Provenance Information objects representing a change [13]

The controller is in charge of the interaction between the adapter and the provenance providers so that the Provenance Holder can provide the provenance service operations to each workflow and choreography. The controller combines the four methods: record, validate, retrieve and migrate into the realization of the two operations provided by the Provenance Holder: Collect and Retrieve. For the collect provenance data operation the controller receives, validates and relays the provenance information to the providers. For the operation retrieve provenance information, it combines the methods retrieve and validate. Data structures to capture and store provenance information, e.g. of change, had to be defined and supported by all components (cf. Fig. 3). During the execution and adaptation of workflows and choreographies the Provenance Holder constantly collects provenance data on a very detailed level, including on per-workflow-activity level. The Record method selects appropriate provider components for a certain workflow type out of the available providers and uses them to store the provenance information. Data is validated (with the validation method) before it is actually handed over to a provider for storage. The Retrieve method is used to fetch the desired provenance information from the provider components via their interfaces. The actual data retrieval is done by each provider itself and returned to the retrieve method. After retrieval, the information is validated before it is handed over to the adapter component, i.e. the Provenance Holder’s interface implementation. The validation method is called during Recording to verify the signature and identify the signee the data is “recorded”. If the signature verification fails due to an invalid signature or an unknown signee, the information will not be “recorded”. When calling the Retrieve method, the provenance information is fetched from the provenance provider and then validated. The Migrate method is only used if stored information has to be transferred to a new provider type or instance, in case such an addition or change is desired/needed and provides the ability to retrieve all stored provenance information from a provider at once. Migrations can be triggered both automatically or manually by an administrator; the actual procedure for migration is out of scope of our work as related work like [16] is available.

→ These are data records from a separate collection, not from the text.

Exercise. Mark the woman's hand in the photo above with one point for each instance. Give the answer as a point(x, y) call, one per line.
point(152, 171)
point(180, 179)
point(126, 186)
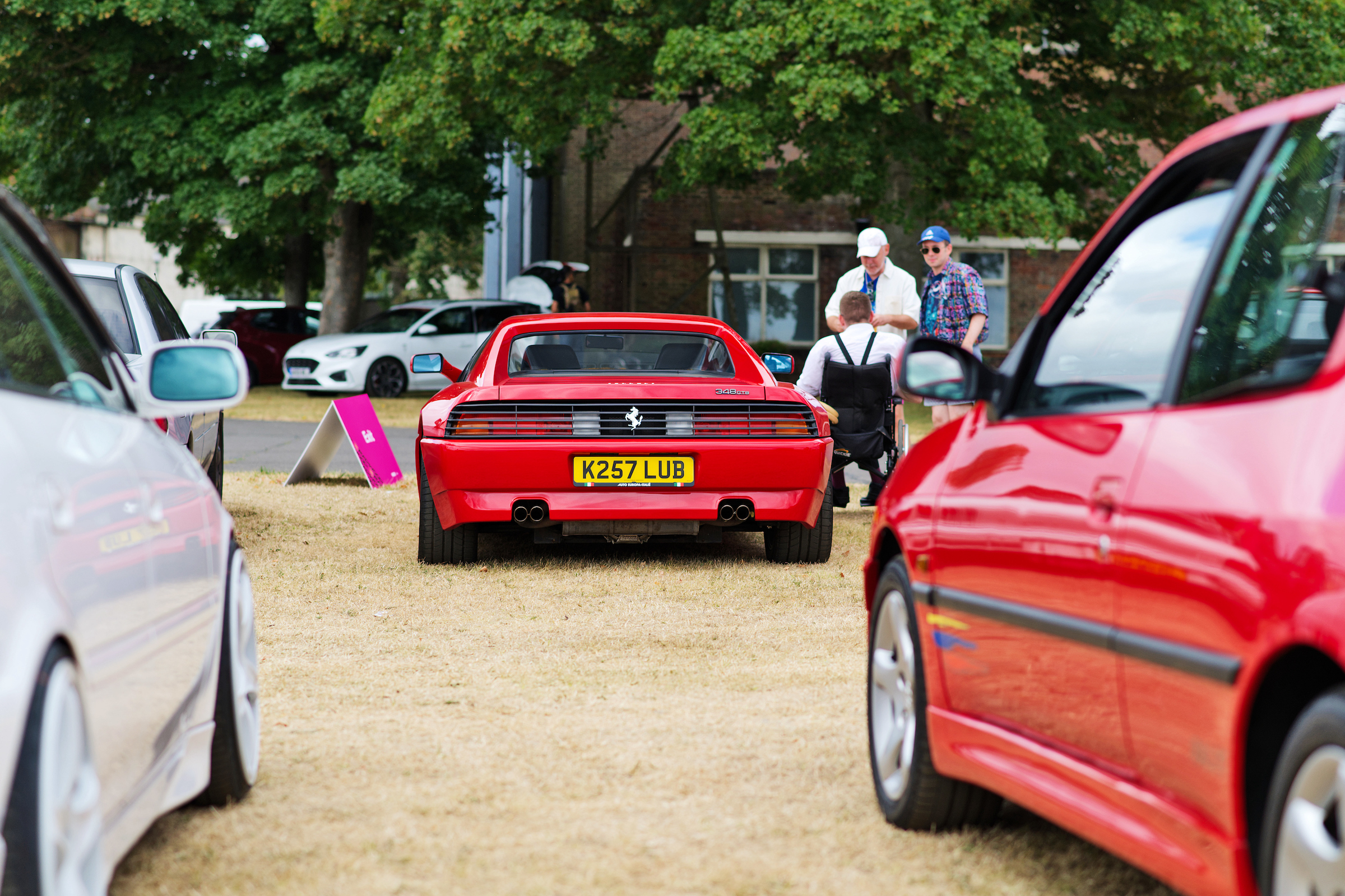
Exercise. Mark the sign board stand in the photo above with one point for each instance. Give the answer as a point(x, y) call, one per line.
point(354, 419)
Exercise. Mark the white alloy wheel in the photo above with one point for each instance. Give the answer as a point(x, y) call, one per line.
point(243, 666)
point(1309, 860)
point(892, 696)
point(69, 820)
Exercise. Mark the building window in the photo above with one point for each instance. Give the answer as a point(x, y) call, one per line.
point(993, 268)
point(775, 293)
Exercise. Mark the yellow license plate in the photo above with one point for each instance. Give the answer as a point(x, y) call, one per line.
point(646, 470)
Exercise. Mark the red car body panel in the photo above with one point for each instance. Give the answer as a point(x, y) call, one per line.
point(479, 481)
point(264, 349)
point(1225, 526)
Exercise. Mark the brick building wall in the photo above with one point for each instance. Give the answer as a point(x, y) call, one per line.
point(646, 256)
point(1033, 275)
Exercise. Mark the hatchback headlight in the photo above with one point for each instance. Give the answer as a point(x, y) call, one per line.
point(353, 351)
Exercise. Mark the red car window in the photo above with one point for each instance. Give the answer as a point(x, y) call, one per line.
point(1268, 322)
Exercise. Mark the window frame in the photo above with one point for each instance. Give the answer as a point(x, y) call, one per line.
point(1027, 354)
point(763, 277)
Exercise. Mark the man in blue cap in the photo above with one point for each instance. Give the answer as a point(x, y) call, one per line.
point(953, 309)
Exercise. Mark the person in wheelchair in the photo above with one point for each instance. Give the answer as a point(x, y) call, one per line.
point(855, 372)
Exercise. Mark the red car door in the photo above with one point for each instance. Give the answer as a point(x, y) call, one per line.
point(1026, 524)
point(1221, 533)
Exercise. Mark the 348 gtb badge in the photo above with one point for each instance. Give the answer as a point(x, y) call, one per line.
point(596, 427)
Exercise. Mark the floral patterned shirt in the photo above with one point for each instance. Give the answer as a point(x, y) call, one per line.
point(949, 300)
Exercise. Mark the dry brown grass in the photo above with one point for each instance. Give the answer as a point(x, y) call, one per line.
point(618, 720)
point(273, 403)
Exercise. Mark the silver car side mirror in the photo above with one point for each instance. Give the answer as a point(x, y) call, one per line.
point(222, 336)
point(192, 377)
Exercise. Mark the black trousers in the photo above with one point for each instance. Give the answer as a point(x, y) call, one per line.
point(871, 467)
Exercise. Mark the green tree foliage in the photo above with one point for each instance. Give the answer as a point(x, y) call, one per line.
point(1010, 116)
point(234, 129)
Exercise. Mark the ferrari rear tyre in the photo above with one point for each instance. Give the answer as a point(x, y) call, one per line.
point(54, 827)
point(818, 549)
point(236, 750)
point(911, 793)
point(439, 545)
point(802, 544)
point(1302, 849)
point(387, 378)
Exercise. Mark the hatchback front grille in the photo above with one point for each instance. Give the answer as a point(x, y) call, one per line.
point(638, 420)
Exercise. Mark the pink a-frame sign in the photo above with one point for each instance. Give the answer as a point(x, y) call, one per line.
point(355, 419)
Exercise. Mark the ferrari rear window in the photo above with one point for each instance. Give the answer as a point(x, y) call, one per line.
point(607, 351)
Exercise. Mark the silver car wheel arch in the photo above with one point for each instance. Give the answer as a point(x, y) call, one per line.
point(892, 696)
point(69, 816)
point(243, 666)
point(1309, 858)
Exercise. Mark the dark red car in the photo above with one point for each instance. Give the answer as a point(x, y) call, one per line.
point(1115, 591)
point(267, 334)
point(622, 428)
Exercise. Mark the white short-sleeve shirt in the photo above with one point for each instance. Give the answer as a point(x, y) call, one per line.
point(896, 295)
point(856, 338)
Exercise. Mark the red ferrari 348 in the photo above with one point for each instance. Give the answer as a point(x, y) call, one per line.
point(622, 428)
point(1115, 591)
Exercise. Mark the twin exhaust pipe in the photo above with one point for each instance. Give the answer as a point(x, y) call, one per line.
point(535, 514)
point(736, 510)
point(530, 512)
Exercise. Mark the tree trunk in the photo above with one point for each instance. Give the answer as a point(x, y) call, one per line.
point(299, 249)
point(346, 264)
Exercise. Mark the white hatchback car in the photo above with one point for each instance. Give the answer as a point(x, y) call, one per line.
point(375, 356)
point(128, 654)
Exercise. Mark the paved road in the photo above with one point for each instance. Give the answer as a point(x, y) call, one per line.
point(252, 444)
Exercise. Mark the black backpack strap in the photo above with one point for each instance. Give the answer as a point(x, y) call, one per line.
point(844, 350)
point(869, 347)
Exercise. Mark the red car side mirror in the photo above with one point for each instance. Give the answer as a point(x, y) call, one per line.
point(435, 364)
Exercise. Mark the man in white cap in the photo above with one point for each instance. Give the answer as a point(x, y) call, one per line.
point(892, 291)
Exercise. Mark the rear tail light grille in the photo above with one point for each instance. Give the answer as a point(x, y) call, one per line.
point(643, 420)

4 Conclusions and Future Work

The goal of this work is to support trusted provenance in collaborative, adaptive, process-based data processing pipelines. We currently provide the concepts of capturing provenance of change in such pipelines as well as the architecture of the corresponding system, including the detailed design of the controller and provider components of the Provenance Holder. The prototypical implementation of these components and properties P1, P2 and P4 is available at https://github.com/ProvenanceHolder/ProvenanceHolder.

Refining the concepts, identification of the adapter requirements, its detailed architecture and implementation are the future steps in our research. This also includes the identification and differentiation of change, its capturing and visualisation, how changes are communicated and all supporting data structures. Subsequently we will work towards the evaluation and extension of both, the approach and the proof-of-concept implementation.

We recognise that the approach and its realization is not only applicable to Scientific Workflows, but also to Workflows and to process-based data processing pipelines in general. Furthermore, we do not rule out the possibility that the approach may also go beyond this. These are two of the reasons why we will be following a generic research path and at the same time we have a specific use case.